Employees who envy co-workers are more likely to sabotage their work, says a new study.
The researchers from the University of British Columbia also found that envious employees are more likely to undermine peers if they feel disconnected from others.So managers should keep all team members connected and engaged in the workplace and guard against allowing workers to feel alienated, says co-author Prof.

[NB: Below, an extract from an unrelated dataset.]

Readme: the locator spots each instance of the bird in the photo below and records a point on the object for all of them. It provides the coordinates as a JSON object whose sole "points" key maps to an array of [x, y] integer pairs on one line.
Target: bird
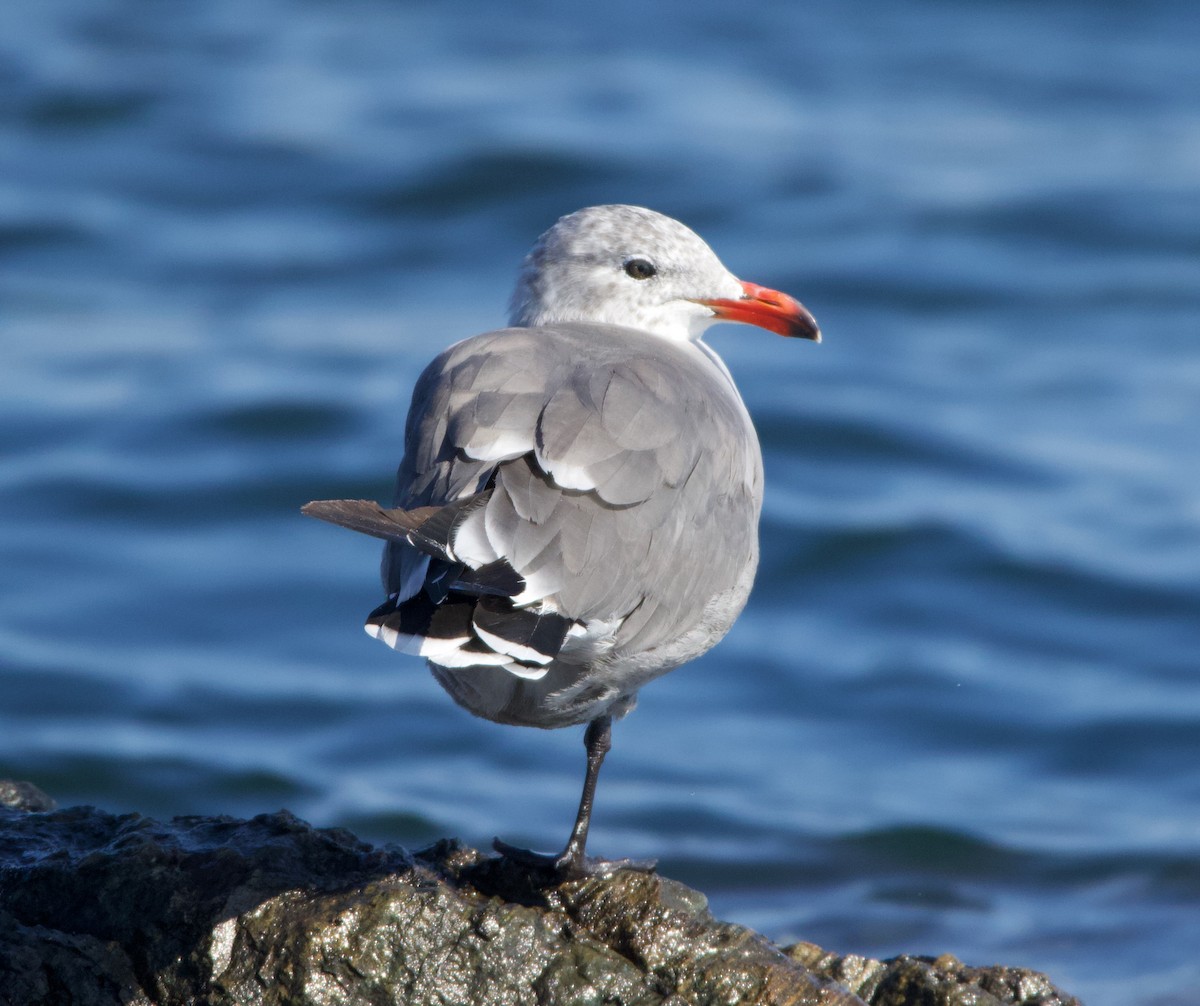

Karl Aquino of the Sauder School of Business.
"We often hear that people who feel envious of their colleagues try to bring them down by spreading negative rumours, withholding useful information, or secretly sabotaging their work," he said.
Aquino, who conducted the study with colleagues from the University of Minnesota, Clemson University in South Carolina and Georgia State University, says envy is only the fuel for sabotage.
"The match is not struck unless employees experience what psychologists call 'moral disengagement' - a way of thinking that allows people to rationalize or justify harming others," he said.
The researchers explain that moral disengagement is most likely to occur when an envious co-worker feels disconnected from others in the workplace.
To obtain data, the researchers conducted two field studies. They first used a sample of 160 employees from a mid-west American hospital to test whether a person's lack of identification with colleagues increases their likelihood to act on envy.
In a second study, the researchers explored how the working environment can influence employees to undermine one another.